What did your career path after graduation look like?

Like many people, I’ve had a varied career path. Following graduation in 1970, I worked with emotionally disturbed children in a residential treatment center. In 1972, I immigrated to Québec, Canada, where I purchased a 120-acre former dairy farm and converted it to a seed-grain farm and 1,000-tree apple orchard, which I operated for ten years. I returned to the United States in 1988 to attend graduate school at Bard College, graduating two years later with a master of fine arts degree. After several years of part-time teaching and theatrical design and fabrication work, I was hired as a full-time faculty member at a community college in New York, where I taught for over twenty-five years, serving as the Fine Arts Program director for many of those years. During my time at the school, I spent five years directing the gallery and also inaugurated and directed the Fine Arts Lecture Series, which brought figures of both national and international importance to campus.
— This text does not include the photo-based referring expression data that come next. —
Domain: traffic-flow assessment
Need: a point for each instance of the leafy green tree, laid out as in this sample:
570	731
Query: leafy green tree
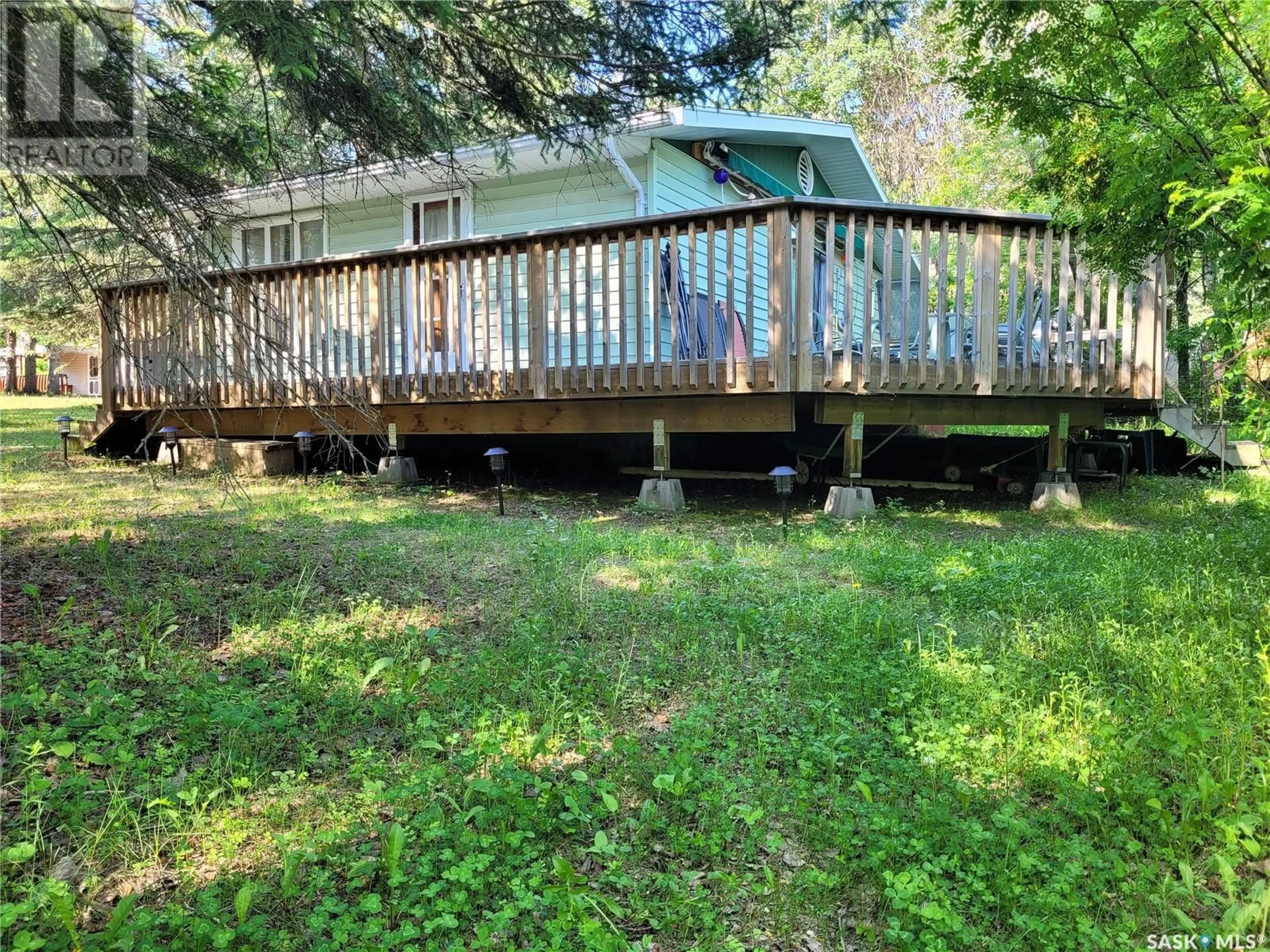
1156	127
883	71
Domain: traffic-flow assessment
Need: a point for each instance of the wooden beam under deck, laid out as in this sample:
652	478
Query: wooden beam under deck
685	414
958	411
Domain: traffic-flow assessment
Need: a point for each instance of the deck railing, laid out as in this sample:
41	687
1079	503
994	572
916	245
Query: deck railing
779	295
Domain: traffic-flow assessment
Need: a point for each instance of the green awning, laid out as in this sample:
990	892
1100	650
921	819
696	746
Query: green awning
775	187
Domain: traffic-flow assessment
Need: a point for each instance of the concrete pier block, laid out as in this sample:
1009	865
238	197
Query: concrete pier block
849	502
397	471
666	496
1056	489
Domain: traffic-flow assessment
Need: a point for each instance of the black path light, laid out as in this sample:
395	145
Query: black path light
498	465
64	431
305	444
784	478
169	438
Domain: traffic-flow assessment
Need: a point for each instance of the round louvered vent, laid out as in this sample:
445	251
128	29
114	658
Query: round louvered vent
806	173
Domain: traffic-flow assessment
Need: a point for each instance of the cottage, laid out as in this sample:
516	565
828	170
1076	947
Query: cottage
717	271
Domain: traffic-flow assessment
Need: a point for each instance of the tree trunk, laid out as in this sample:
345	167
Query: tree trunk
1182	320
11	381
28	382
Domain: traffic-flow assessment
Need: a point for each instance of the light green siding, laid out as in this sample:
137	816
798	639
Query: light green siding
681	183
582	195
370	225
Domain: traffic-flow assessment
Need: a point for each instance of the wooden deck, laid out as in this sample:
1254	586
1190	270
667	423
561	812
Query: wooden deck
982	306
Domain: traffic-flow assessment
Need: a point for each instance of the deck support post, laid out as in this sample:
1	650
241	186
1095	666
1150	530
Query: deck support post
536	264
1056	487
661	493
851	500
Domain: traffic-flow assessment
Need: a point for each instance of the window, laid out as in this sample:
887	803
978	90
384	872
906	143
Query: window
277	242
280	243
439	218
253	247
312	244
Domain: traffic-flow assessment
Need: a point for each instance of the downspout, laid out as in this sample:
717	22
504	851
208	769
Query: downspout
625	172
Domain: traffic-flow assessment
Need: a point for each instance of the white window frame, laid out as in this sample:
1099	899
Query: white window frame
269	222
465	214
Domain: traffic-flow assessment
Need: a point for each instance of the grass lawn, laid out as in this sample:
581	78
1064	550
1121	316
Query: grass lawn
336	718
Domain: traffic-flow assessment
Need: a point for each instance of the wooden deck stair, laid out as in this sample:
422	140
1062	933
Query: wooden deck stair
1239	454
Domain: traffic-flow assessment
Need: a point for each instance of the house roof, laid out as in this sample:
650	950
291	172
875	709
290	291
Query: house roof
833	148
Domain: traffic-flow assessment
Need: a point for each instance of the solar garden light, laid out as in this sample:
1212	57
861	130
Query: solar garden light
169	438
305	444
498	465
784	478
64	431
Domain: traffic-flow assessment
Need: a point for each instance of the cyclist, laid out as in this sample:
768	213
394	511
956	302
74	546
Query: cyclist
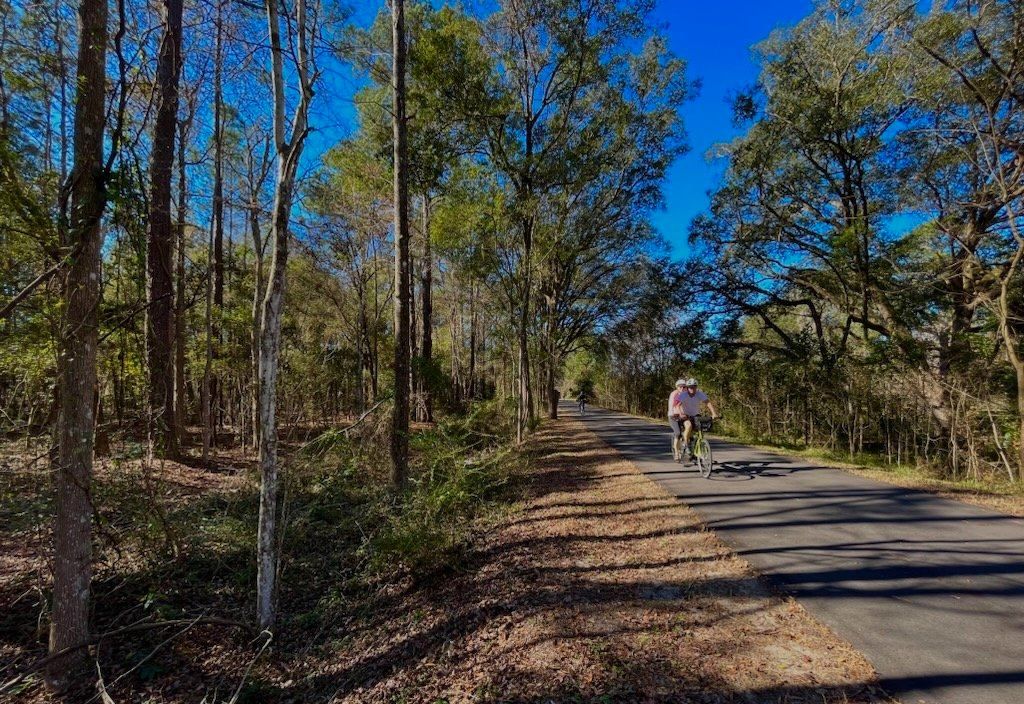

How did your time at Merrimack college shape your career?

I took an art appreciation course with Professor David Raymond in 1967. Little did I know that Professor Raymond would reemerge decades later as perhaps the most influential and supportive person in my professional life. In 1988, as my life as a professional artist was beginning, I contacted David about the possibility of showing my sculptural pieces at Merrimack. I met him in his office in Sullivan Hall and showed him slides of my work. To my delight, he liked it very much and scheduled an exhibition for the following year. Thus my return to Merrimack as a forty-year-old artist.

In the years since then, I have formed a deep professional and personal bond with David. He exhibited my work again on two occasions, in 2003 and 2016, in the McCoy Gallery, writing a very perceptive essay on each occasion. In a video produced in conjunction with Icons and Instruments, the 2016 exhibit, David spoke at length about the work, demonstrating an intelligence that is not only penetrating but synthesizing.

My professional bond with David has not been unidirectional. In my role as the director of the Fine Arts Program at Columbia-Greene Community College, I organized an exhibition of David’s paintings in the college’s gallery, and he twice presented his work to my honors students as a guest speaker. On these occasions he impressed my students not only with the quality of his work, but with his artistic insights and his receptiveness to student comments. And in 2018, the campus community was honored to hear David present his work as that year’s Fine Arts Lecture Series speaker.

In particular, I want to mention David’s generosity. He has been supportive of my career both as an artist and as a teacher, and I will be forever grateful for all that he has done for me. He represents, I think, the very best qualities of the artist-teacher, a true role model. Now retired, he was an incredible asset to Merrimack College for over fifty years.

Can you give us a glimpse into what you are working on now?

Most days I work several hours in the studio. For the past year or two, I’ve been working on a group of wall-mounted sculptures that have evolved from the pieces shown in the 2016 Merrimack exhibit.

Do you have advice you would like to pass along to today’s students?

Throughout my life, the best things have happened because I took a risk, not a foolhardy risk, but one that was necessary or calculated. So although we might want a direct path, a clear destination, we must be careful not to be overly cautious.

“Too much caution can cause us to fall short of our true potential. And whatever becomes really important to you, you must commit to it completely.”

It may take some time to find what it is that’s vital to you, but once you’ve found it, you must focus on doing that thing to the best of your ability.